Don’t shoot the messenger,  but I have a very serious question to ask.

In this era of heightened educational “accountability,” why are there so few, if any, demands being made for evidence of Web 2.0’s efficacy in schools?

I have my own hypotheses, but I would prefer to read some of yours.

Comments

7 Responses to “Accountability?”
  1. Dennis Dill says:

    Web 2.0 transforming education … Not really. It gives options in which students can present work, but this is not really game changing. Using Googledocs to type a paper or create a presentation is not different than writing on a piece of paper or typing in MS Word. Googledocs could be a nice tool, but when you are collaborating with the person sitting across the table from you it becomes gimmicky and worthless. I use Twitter, Facebook and occasionally blog, but beyond but does using these revolutionize education? How is writing a blog any better than keeping a journal at your desk…yes it lets student work be out there, but if they are not being given the opportunity to freely create and write then it is all for not. They will hate blogging as much as they hate writing…and in case you have not realized kids do not hate writing, they hate being restricted in the writing process by meaningless writing prompts. They do not hate history…they hate memorizing mundane dates and facts, but they love debating and thinking. Web 2.0 stuff is cool and interesting but we are missing the real point…we have to let our kids create…really create and be passionate about they do using anything that will help them create.

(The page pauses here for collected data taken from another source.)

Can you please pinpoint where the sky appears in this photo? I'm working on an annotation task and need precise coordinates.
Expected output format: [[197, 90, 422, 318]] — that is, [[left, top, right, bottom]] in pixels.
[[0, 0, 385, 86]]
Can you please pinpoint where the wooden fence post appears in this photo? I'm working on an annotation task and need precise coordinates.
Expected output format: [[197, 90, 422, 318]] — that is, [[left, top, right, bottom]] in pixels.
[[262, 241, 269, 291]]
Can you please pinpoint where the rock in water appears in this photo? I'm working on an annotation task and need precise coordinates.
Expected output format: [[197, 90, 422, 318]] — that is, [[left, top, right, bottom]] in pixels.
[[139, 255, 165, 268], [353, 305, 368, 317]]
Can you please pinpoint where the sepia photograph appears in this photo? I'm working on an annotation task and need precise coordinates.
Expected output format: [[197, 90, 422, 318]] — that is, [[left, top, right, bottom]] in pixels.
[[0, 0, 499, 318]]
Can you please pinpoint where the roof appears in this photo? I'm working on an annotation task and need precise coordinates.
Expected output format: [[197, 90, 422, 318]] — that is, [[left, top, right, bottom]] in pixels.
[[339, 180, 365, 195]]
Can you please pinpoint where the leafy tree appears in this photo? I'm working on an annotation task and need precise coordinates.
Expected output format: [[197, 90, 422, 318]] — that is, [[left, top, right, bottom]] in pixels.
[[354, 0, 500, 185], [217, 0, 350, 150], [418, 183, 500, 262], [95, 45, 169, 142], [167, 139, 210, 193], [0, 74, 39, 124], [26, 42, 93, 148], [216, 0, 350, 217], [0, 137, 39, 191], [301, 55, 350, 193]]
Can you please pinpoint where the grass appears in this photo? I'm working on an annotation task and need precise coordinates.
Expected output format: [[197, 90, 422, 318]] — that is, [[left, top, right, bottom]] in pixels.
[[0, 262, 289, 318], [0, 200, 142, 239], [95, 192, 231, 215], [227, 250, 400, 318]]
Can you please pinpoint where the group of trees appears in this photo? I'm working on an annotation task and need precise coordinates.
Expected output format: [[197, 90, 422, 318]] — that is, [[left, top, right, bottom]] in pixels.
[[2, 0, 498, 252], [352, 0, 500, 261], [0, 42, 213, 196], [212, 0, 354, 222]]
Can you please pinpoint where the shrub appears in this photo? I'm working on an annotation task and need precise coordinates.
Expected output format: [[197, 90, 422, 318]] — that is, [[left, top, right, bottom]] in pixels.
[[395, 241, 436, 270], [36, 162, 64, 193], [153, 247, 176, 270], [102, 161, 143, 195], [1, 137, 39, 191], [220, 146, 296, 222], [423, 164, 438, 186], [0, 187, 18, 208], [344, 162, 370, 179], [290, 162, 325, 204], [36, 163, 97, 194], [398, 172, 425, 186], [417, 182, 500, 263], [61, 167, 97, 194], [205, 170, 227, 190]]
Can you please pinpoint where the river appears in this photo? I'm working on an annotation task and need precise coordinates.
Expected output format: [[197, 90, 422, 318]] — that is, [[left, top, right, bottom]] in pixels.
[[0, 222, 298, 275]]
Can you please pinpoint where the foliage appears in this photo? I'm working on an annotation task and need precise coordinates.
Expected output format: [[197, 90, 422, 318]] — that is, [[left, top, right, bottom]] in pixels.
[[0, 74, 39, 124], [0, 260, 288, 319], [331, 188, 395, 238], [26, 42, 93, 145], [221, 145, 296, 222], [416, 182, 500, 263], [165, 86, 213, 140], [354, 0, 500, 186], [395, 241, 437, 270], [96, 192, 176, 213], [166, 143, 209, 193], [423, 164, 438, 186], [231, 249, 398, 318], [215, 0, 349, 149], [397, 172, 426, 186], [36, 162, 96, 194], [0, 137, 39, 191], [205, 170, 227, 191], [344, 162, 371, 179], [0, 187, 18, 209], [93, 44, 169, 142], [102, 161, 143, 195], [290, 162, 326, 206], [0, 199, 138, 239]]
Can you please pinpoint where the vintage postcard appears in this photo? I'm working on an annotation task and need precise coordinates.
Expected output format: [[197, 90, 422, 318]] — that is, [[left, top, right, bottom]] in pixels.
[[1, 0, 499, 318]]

  2. > why are there so few, if any, demands being made for evidence of Web 2.0′s efficacy in schools?

    I don’t think this is correct. Many demands are being made regarding the educational efficacy of web 2.0. I think that before you ask for an explanation of a putative fact, the onus is on you to demonstrate that it is a fact.

  3. Dominic says:

    “why are there so few, if any, demands being made for evidence of Web 2.0′s efficacy in schools?” Gary!!!! this one’s simple. How many of our administrators at school; district or other higher level understand what they are; how to use them effectively as part of education or how to integrate them into improving education. Your comment regarding the HSC and it still being handwritten is the case in point.

  4. Because:
    Weighed against the total number of teachers, there are still a relative few actually using web 2.0 tools effectively.

    Administrators, by & large, with notable exceptions, are not willing to invest the time necessary to understand the tools themselves, and therefore don’t know how to evaluate effective use.

    Preparing students for a world in which these tools are used as naturally as breathing is not on the standardized tests.

    We’re still stubbornly stuck in the industrial education model in almost all of the institutionalized aspects of instruction. As long as worksheets, desks in rows and “sage on the stage” are still the primary means of teaching and acceptable with administrators, very little will change and therefore proof of effectiveness will not matter.

    Effective use of web 2.0 tools and even tools that go considerably beyond web 2.0 tends to require higher level thinking skills and the challenge to make something that demonstrates creativity and innovation. Almost none of our assessment tools require this kind of deep learning and, in fact, deliberately avoid it.

    There’s much more, but these points are the beginning of an answer.

  5. Jeff Layman says:

    I’m with Dennis. I think we (as ed-tech proponents) are such a small, small percent of the teaching population that what seems like a big (and, dare I say old) idea to us is just beginning to grab a grassroots hold everywhere else.

    I’d wager another piece of the puzzle is that everything changes so quickly that it’s almost impossible to get solid data on whether stuff is helping or not.

  6. There are people starting to study the use of “Web 2.0” tools and social media in schools. My question for you is how would you expect to show “efficacy” in schools? The default that everyone always goes to is to how does it effect test scores. I know that you would agree with me that I could care less about those scores. Therefore how would you expect to “prove” that these tools are useful/not useful in schools?